Policy Analyst at the Cato Institute's Center for Monetary and Financial Alternatives

Diego was educated at McGill University and Keble College, Oxford, from which he holds degrees in economics and finance. His policy interests are mainly in consumer finance and banking, capital markets regulation, and multi-sided markets. However, he has written on a range of economic issues including the taxation of capital income, the regulation of online platforms and the reform of electricity markets after Brexit. Diego’s articles have featured in UK and foreign outlets such as Newsweek, City AM, CapX and L’Opinion. He is also a frequent speaker on broadcast media and at public events, as well as a lecturer at the University of Buckingham.
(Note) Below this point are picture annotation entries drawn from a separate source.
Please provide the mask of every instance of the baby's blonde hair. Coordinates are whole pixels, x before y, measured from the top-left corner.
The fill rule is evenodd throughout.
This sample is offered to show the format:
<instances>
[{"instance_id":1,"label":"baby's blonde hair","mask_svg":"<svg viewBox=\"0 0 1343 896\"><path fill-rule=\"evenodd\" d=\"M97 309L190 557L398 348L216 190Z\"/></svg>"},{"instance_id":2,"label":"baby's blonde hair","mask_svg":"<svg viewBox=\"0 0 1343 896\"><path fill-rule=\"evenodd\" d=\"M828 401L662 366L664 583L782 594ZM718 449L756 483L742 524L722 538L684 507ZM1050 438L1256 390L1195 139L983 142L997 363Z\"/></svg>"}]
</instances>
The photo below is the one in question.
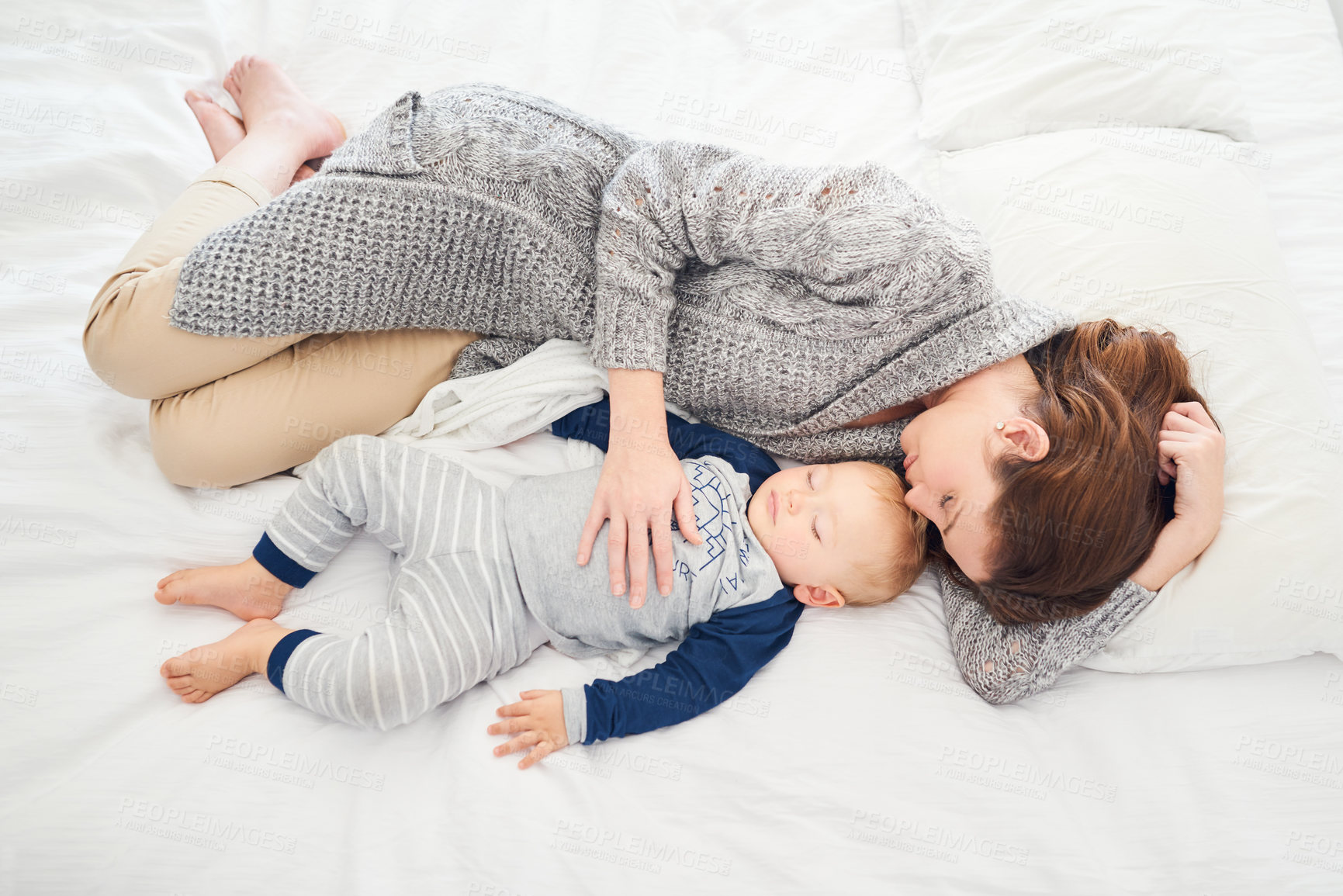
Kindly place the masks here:
<instances>
[{"instance_id":1,"label":"baby's blonde hair","mask_svg":"<svg viewBox=\"0 0 1343 896\"><path fill-rule=\"evenodd\" d=\"M908 591L928 564L928 520L905 504L905 486L889 466L860 461L872 467L869 485L885 501L890 537L873 556L853 564L847 586L839 587L845 603L873 606L894 600Z\"/></svg>"}]
</instances>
2 thoughts on “It is fashionable to condemn international financial centres – but before you join in, take a look at what they actually do”

  1. Posted 06/11/2017 at 19:39 | Permalink

    Bollocks from beginning to end. Money / Finance only has utility when it flows. Otherwise it is power and the more of it you have the more power you have. And now we know the ratios it is a system well past its sell by date.

  2. Posted 15/11/2017 at 13:49 | Permalink

    Dear John, IFCs are conduits, they accelerate the flow of money, they don’t stockpile it. Your commentary is superficial and wrong headed in equal measure, and your colloquial language it seems to me very aptly describes your own commentary.